隔年開催の北京と上海モーターショーに次いで中国で大きく、そして重要なショーが広州モーターショー。新聞やテレビではわからない広州モーターショーの「ちょっと深い話」を4回にわけて、Car Styling編集長の松永大演がレポートする。まずは、ホンダが持ち込んだコンセプトカーが「C001」だ。
C001が示すもの、それはまさに中国で最初の作品を示すものだ。ホンダが中国・広州に新たなデザイン拠点、本田技研科技(中国)有限公司(HMCT)を築いたのは2016年1月。実はこれは広州ホンダとは異なる立ち位置にある。広州汽車グループとして展開される広州ホンダは、どちらかというと既存のモデルからの発展。より現状にあった量産車を創出している。それに対して広州のデザイン拠点は、R&Dの拠点としてホンダ本体のデザイン部につながる。
そのため、今後の中国車のビジョンやトレンドを捕まえて、提案していく狙いも持っている。そのなかで構築してきたのが、このデザイン部での体制だ。日本人の数はごく僅か。中国人スタッフを精力的に起用し運営していくことにも主眼が置かれている。そのため日本系企業としてもスタッフはかなり若く、まるで中国自動車メーカーのデザイン部のようだ。
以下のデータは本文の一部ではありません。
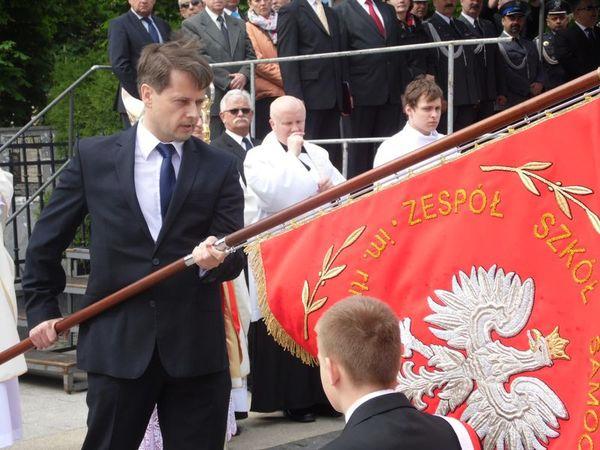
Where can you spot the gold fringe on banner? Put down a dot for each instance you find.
(273, 326)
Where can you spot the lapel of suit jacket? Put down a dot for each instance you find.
(313, 15)
(139, 26)
(124, 166)
(233, 30)
(234, 146)
(212, 30)
(190, 163)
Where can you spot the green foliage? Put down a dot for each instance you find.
(93, 99)
(46, 48)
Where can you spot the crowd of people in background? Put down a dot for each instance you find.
(401, 96)
(398, 95)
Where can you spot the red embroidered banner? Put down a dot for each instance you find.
(492, 264)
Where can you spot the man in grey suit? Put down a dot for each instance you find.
(223, 39)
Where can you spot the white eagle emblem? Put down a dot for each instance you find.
(521, 415)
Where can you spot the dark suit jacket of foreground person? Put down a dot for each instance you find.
(390, 422)
(181, 316)
(127, 36)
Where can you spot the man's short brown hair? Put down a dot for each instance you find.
(421, 86)
(158, 60)
(362, 335)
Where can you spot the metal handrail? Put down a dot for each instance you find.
(51, 105)
(253, 63)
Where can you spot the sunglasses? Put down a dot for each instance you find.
(236, 111)
(186, 5)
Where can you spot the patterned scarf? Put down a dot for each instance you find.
(269, 25)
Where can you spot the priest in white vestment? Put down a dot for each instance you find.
(10, 405)
(284, 170)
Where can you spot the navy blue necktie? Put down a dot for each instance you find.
(221, 21)
(152, 30)
(167, 176)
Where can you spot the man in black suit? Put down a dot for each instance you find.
(359, 358)
(488, 65)
(578, 47)
(307, 27)
(223, 39)
(236, 114)
(152, 193)
(375, 80)
(127, 36)
(522, 66)
(441, 26)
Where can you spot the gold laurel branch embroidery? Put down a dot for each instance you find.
(326, 273)
(562, 194)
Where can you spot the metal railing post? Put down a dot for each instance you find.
(253, 97)
(71, 122)
(450, 110)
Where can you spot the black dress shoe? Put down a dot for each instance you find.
(303, 415)
(325, 411)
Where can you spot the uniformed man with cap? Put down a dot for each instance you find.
(557, 18)
(524, 76)
(420, 8)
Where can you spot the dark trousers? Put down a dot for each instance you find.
(370, 121)
(325, 124)
(216, 127)
(192, 412)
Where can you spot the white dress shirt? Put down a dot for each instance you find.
(364, 5)
(239, 139)
(147, 27)
(146, 175)
(469, 18)
(364, 399)
(214, 17)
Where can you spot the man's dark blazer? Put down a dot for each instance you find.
(127, 36)
(390, 422)
(374, 79)
(227, 143)
(466, 85)
(215, 49)
(488, 64)
(518, 81)
(318, 82)
(180, 316)
(575, 52)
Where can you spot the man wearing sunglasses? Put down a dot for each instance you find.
(578, 47)
(236, 114)
(188, 8)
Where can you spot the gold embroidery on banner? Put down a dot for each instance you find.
(327, 273)
(562, 193)
(273, 326)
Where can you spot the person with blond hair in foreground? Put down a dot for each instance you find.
(359, 360)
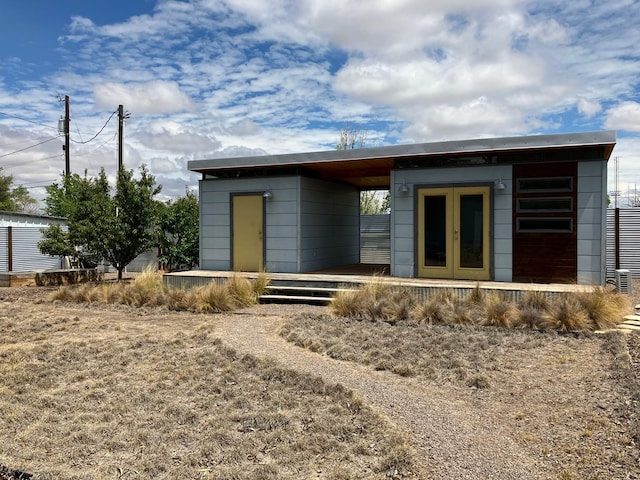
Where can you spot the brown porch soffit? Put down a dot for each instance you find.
(371, 167)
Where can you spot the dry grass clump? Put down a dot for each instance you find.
(604, 306)
(375, 300)
(595, 309)
(459, 354)
(147, 290)
(99, 402)
(499, 312)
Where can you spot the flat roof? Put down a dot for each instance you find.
(371, 167)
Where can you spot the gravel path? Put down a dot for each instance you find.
(449, 442)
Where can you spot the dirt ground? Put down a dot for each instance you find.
(567, 412)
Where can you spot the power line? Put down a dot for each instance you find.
(26, 120)
(27, 148)
(94, 137)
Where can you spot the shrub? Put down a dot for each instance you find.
(346, 303)
(604, 306)
(566, 315)
(241, 291)
(499, 312)
(213, 297)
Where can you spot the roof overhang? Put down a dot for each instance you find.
(371, 167)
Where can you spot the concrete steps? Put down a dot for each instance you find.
(301, 293)
(630, 323)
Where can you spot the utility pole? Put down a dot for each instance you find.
(67, 168)
(120, 135)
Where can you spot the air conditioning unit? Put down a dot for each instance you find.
(624, 281)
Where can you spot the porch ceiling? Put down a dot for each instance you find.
(371, 167)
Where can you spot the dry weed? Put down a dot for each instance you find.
(499, 312)
(94, 403)
(566, 314)
(605, 306)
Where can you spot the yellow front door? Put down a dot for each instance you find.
(453, 233)
(247, 233)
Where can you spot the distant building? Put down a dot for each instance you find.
(19, 237)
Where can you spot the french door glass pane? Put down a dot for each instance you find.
(471, 231)
(435, 222)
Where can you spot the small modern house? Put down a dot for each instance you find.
(517, 209)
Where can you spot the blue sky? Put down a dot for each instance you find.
(213, 78)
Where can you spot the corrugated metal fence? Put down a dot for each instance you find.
(19, 250)
(629, 241)
(375, 239)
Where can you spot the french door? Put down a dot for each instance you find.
(453, 233)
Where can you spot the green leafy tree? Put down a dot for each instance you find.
(179, 232)
(116, 227)
(370, 202)
(15, 199)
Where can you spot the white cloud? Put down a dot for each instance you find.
(154, 97)
(589, 108)
(625, 116)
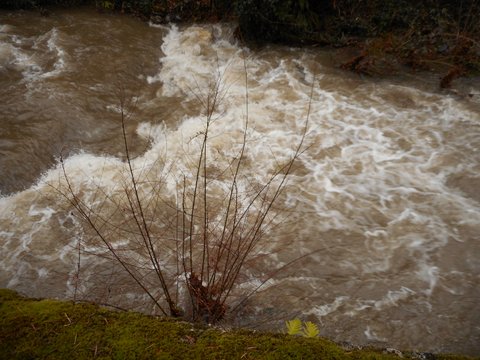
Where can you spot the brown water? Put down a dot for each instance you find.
(389, 186)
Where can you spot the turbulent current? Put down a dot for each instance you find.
(385, 195)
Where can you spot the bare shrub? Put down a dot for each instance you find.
(196, 238)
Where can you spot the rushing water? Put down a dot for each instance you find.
(388, 186)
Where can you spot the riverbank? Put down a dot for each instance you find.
(439, 36)
(51, 329)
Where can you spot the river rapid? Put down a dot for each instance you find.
(387, 188)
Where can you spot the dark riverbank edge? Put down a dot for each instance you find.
(52, 329)
(387, 36)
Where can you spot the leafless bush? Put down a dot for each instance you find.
(197, 239)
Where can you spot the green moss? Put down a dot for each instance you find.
(49, 329)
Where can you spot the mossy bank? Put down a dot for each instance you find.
(50, 329)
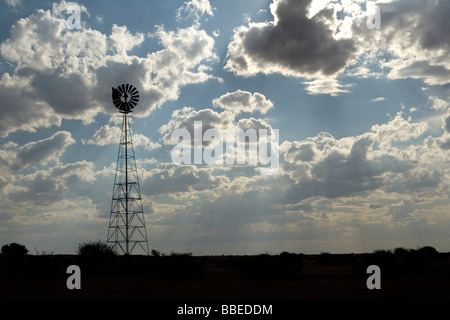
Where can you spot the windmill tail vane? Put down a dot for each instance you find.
(126, 230)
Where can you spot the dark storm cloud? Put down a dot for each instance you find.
(292, 44)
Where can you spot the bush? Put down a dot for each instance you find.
(14, 249)
(95, 249)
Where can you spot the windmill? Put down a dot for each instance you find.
(126, 229)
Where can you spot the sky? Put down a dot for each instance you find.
(359, 99)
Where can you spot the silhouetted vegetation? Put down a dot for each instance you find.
(400, 262)
(421, 273)
(14, 249)
(326, 258)
(95, 249)
(284, 266)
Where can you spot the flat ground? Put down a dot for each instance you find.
(221, 278)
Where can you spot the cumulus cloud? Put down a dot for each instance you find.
(243, 101)
(195, 9)
(13, 3)
(37, 153)
(415, 34)
(68, 74)
(438, 104)
(292, 44)
(326, 86)
(323, 40)
(174, 180)
(398, 129)
(379, 99)
(186, 117)
(108, 135)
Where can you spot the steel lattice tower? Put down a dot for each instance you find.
(126, 223)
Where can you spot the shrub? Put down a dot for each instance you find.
(95, 249)
(14, 249)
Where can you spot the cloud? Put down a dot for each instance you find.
(195, 9)
(292, 44)
(13, 3)
(243, 101)
(185, 118)
(415, 35)
(64, 74)
(107, 135)
(326, 86)
(174, 180)
(379, 99)
(438, 104)
(37, 153)
(398, 129)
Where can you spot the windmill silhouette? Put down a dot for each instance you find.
(126, 229)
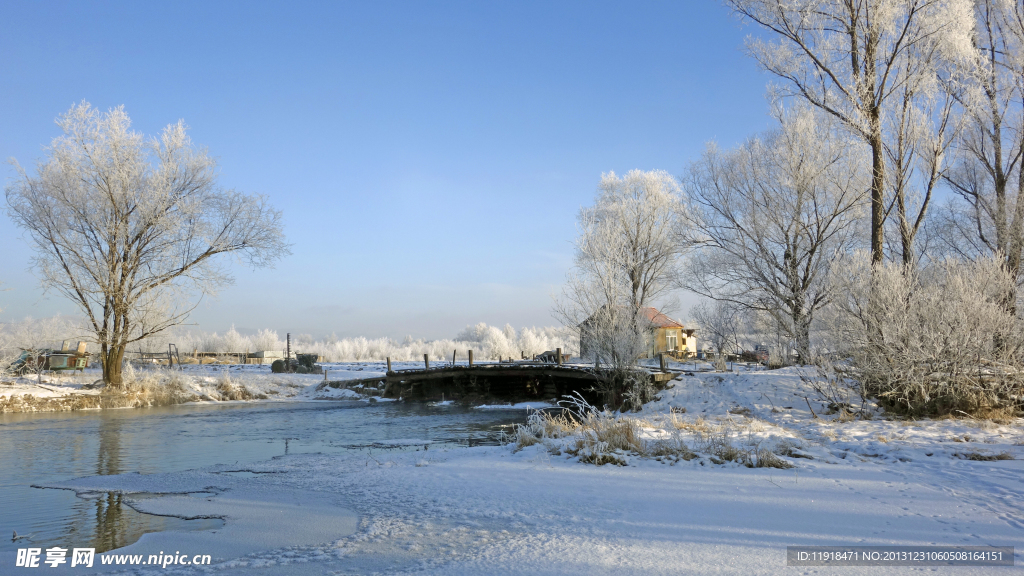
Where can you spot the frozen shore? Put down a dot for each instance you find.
(540, 510)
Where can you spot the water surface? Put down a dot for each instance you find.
(51, 447)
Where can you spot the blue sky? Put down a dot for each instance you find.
(430, 158)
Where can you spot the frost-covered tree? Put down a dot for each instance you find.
(129, 229)
(771, 216)
(865, 63)
(718, 324)
(986, 177)
(627, 256)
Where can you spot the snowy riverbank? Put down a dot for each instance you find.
(540, 510)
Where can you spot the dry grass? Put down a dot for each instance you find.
(600, 438)
(978, 456)
(28, 403)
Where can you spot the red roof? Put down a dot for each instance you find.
(658, 320)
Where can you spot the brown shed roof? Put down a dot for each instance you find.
(658, 320)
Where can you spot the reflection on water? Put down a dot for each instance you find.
(52, 447)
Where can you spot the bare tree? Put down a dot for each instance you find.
(987, 175)
(627, 256)
(718, 323)
(932, 351)
(771, 217)
(129, 229)
(857, 59)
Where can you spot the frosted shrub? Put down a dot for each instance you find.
(933, 341)
(487, 342)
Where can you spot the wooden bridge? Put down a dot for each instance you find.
(513, 381)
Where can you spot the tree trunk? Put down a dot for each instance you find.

実は中国の自動車メーカーは、かなり若いスタッフが中心となって構成されている。とりわけデザイン部はその象徴で、柔軟な発想が活かされる職場となっている。
その中国的傾向をうまく取り込んで構成されているのが、中国のホンダR&Dと言えるだろう。そこから生まれたのが、コンセプトカーのホンダC001だ。CはChina、001は1番目とのこと。
「とにかく、ようやくここまできました」と名倉隆HMCT造形部長はいう。
一見するとエクステリアだけのスタイリング・スタディのようにも見えるが、よく見てみるとさまざまな要件をクリアする造形であることがわかる。歩行者保護に向けたボンネット形状や、Aピラーの立ち方、リヤシートの居住性には6ライトを採用する理由が関連しているようだ。そしてトランクスペース。
さらにグリルレス化(正確には必ずしも冷却導風がラジエーターグリルでなくてもいい時代に向けた)についても、そのその後の顔作りに対するトライアルを窺うことができる。
この伸びやかなスタイリングの中に、熟慮されたこのモデルの本質が潜んでいる。
さらにこの優雅さ、強いキャラクターラインが入りながらも、あくまでも優雅な面構成は、中国の悠久の歴史を思わせる、といえばいいすぎだろうか。
ここから始まる中国拠点のデザインが、大きくホンダデザインに影響を与える日も、それほど遠い未来ではないかもしれない。